According to documents filed with the parliamentary committee, the regasification terminal will have a capacity of 8 billion cubic meters a year, and be located 15-30 kilometers offshore.
"It is still not known where the gas terminal will be built. Certainly, it will be in a zone where we have disused platforms. There are a lot of options in the Adriatic," Scaroni said.
"It will take some years to complete. We will have it available after 2010," he said.
Italy is aiming to build a series of LNG import terminals, in addition to Eni's single Italian terminal near La Spezia in the northeast, and to cut reliance on pipeline imports.

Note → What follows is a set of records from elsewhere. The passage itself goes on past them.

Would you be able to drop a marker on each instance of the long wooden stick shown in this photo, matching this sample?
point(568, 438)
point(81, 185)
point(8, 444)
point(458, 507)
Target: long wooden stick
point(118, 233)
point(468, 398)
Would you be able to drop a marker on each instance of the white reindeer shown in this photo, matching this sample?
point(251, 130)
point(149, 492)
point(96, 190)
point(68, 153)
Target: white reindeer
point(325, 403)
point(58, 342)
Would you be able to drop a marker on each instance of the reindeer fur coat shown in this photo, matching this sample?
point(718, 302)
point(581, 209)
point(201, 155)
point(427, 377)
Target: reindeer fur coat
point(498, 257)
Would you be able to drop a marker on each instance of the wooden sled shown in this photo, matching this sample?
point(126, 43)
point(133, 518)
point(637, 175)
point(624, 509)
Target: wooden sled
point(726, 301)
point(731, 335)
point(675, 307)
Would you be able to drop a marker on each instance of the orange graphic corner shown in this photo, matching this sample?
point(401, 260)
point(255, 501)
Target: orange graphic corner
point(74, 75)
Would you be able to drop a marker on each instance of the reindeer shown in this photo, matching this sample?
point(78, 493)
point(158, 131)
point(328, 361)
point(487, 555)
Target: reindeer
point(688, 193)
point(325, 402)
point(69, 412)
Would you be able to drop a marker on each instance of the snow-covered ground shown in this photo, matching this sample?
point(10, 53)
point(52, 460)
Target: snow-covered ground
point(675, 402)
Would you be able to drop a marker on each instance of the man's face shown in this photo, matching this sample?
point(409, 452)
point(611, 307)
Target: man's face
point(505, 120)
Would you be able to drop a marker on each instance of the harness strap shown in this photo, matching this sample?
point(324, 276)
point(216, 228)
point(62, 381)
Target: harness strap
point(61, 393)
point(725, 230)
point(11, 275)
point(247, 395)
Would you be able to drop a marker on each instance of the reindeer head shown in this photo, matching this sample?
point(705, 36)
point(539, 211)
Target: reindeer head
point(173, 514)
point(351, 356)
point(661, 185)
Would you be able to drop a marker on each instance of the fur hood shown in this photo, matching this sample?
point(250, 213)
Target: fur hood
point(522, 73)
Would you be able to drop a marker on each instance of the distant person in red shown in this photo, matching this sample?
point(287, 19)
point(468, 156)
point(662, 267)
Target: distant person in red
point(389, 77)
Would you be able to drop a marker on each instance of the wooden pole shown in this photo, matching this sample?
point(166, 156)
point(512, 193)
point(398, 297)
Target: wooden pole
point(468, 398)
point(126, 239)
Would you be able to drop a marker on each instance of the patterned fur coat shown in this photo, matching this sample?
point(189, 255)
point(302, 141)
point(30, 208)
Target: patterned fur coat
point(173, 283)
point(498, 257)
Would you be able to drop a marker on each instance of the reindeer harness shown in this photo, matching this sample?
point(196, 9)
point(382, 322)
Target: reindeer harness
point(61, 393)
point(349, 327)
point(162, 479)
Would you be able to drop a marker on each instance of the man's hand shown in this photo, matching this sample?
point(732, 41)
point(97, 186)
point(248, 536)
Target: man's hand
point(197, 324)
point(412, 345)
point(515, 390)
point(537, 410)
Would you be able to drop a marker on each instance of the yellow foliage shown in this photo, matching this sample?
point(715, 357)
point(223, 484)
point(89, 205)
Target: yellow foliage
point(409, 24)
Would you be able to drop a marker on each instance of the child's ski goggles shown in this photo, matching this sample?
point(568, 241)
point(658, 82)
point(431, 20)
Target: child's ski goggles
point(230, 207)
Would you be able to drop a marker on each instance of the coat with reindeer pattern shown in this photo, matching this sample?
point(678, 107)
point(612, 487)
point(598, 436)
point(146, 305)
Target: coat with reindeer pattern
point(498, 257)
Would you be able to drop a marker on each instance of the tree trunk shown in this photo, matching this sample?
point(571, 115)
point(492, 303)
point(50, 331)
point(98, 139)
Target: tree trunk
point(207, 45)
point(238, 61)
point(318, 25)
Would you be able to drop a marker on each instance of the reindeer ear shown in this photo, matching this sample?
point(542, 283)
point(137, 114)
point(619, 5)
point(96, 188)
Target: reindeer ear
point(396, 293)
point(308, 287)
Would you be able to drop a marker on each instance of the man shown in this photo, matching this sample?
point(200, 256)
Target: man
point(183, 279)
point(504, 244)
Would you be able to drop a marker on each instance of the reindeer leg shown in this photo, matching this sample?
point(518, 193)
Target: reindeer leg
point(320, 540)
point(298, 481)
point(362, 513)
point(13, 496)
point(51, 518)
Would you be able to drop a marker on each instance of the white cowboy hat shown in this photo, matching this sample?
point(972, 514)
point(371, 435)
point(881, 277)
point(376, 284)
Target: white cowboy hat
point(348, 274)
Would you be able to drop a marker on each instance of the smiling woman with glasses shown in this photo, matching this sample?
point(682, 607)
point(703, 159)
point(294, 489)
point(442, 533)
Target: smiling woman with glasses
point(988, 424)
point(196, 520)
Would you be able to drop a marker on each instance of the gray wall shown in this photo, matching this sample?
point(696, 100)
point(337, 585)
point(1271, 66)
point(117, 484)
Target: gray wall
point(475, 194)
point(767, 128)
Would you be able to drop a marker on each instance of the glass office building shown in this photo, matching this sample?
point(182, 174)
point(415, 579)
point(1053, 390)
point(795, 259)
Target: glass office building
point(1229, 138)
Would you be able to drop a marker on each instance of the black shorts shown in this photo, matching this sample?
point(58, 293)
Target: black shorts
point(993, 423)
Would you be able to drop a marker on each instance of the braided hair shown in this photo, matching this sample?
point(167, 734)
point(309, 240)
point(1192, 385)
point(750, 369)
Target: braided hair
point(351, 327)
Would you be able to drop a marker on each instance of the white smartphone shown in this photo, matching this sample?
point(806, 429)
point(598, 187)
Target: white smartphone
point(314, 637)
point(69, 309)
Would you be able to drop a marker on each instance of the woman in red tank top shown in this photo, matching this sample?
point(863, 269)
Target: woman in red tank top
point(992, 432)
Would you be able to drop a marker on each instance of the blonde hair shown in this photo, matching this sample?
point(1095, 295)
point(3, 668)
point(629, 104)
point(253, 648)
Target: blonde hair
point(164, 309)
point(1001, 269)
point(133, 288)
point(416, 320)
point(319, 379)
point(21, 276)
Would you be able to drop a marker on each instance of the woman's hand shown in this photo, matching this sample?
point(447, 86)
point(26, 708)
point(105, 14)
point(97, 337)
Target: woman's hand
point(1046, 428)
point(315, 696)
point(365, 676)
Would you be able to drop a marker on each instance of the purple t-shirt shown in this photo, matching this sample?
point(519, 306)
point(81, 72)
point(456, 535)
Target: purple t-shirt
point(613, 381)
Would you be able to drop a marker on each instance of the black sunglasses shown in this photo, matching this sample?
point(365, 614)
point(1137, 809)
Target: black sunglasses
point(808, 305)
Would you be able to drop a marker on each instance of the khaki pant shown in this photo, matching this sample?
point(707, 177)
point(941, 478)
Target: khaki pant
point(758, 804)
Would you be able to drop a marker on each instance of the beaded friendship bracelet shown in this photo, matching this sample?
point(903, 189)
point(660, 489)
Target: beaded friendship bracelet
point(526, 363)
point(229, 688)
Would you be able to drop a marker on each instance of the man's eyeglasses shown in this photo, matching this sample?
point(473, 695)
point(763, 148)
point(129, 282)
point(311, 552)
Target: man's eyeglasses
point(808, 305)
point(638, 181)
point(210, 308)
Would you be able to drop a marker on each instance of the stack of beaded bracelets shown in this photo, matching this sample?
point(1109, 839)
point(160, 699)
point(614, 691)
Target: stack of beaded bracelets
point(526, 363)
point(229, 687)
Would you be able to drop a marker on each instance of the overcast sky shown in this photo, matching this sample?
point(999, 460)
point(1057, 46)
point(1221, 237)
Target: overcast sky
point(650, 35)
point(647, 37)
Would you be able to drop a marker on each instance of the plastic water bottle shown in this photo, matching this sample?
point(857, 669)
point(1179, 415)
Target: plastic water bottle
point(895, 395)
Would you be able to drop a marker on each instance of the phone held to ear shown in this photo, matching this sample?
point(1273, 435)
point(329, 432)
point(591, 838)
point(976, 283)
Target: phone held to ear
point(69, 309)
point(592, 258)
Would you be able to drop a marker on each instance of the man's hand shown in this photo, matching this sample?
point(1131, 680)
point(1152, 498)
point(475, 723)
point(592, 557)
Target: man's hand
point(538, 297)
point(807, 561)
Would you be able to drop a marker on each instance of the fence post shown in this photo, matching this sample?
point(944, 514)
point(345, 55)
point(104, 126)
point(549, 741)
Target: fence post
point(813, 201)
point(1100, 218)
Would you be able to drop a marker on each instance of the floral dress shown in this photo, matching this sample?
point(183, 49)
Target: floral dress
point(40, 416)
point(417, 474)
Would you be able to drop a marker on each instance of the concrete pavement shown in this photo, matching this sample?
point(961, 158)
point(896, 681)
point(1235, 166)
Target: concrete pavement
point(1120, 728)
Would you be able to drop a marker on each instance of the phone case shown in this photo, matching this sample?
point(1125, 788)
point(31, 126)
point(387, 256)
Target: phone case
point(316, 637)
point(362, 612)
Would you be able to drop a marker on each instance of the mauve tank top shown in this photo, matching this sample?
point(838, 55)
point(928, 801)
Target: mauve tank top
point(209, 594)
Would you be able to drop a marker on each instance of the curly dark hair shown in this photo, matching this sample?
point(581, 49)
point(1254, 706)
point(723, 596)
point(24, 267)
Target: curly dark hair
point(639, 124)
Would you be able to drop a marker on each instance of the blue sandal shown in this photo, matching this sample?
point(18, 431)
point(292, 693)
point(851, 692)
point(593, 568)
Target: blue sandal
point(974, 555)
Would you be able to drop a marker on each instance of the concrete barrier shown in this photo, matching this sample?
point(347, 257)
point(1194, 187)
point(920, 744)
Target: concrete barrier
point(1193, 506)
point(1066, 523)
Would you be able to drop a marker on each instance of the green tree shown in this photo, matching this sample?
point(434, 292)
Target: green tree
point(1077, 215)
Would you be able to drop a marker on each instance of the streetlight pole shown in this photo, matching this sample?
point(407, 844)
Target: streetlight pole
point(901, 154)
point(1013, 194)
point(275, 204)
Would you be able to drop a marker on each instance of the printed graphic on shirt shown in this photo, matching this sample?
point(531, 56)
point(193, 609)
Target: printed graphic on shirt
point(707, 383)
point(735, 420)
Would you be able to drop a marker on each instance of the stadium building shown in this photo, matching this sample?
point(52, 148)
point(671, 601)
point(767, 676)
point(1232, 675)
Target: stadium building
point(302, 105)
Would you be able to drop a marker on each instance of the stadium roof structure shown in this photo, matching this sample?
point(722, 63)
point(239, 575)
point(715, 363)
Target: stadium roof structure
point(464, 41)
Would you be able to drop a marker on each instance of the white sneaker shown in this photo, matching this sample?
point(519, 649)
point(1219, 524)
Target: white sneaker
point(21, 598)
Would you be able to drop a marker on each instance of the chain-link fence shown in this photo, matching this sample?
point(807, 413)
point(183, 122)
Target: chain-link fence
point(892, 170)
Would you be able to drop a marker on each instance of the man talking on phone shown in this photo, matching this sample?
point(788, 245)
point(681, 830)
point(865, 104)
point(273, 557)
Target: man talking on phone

Industry officials said they believe the investments are part of Eni's usual three-year strategic plan, to be updated in early 2007, but were unable to say what the other areas of investment are.
In further comments, Scaroni said the platform will be floating and moored to the other platforms, using technology developed by its engineering unit Saipem SpA.
"The plant will be built in an area where we have disused platforms from exhausted fields, with pipes that go to the land, thus reducing the environmental impact," he said.
Eni will probably incorporate partners in the project, and hopes to announce further details soon, when agreed, he said.
On Italy becoming a European gas "hub", Scaroni said that while this idea is "seductive" it has been "overtaken by events."
Citing the example of Spain, he said: "There are countries in which they discuss a lot less but where things get done," while in Italy "there are discussions for 20 years and nothing gets done."
Industry sources have said that approval by the government of as many four or five LNG import terminals would provide for more than just Italy's gas needs.